Binary Hashing with Semidefinite Relaxation and Augmented Lagrangian
This work addresses the problem of efficient similarity search in large-scale data retrieval for applications like image or text search, presenting incremental improvements to existing hashing methods.
The paper tackles the problem of learning binary codes for hashing by formulating it as a Binary Quadratic Problem and proposing two solution approaches: a semidefinite relaxation with theoretical guarantees and an augmented Lagrangian method that directly handles binary constraints. Experimental results on three benchmark datasets show that the methods perform competitively with state-of-the-art approaches.
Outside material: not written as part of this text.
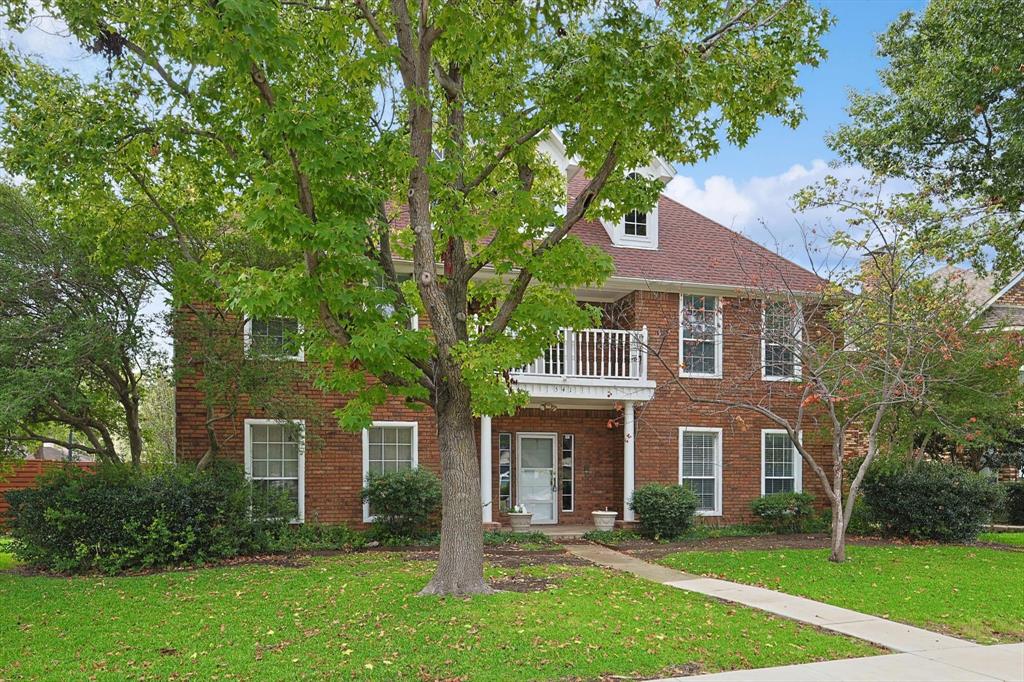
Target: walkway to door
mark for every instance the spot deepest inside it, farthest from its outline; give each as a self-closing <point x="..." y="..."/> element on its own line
<point x="941" y="651"/>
This paper proposes two approaches for inferencing binary codes in two-step (supervised, unsupervised) hashing. We first introduce an unified formulation for both supervised and unsupervised hashing. Then, we cast the learning of one bit as a Binary Quadratic Problem (BQP). We propose two approaches to solve BQP. In the first approach, we relax BQP as a semidefinite programming problem which its global optimum can be achieved. We theoretically prove that the objective value of the binary solution achieved by this approach is well bounded. In the second approach, we propose an augmented Lagrangian based approach to solve BQP directly without relaxing the binary constraint. Experimental results on three benchmark datasets show that our proposed methods compare favorably with the state of the art.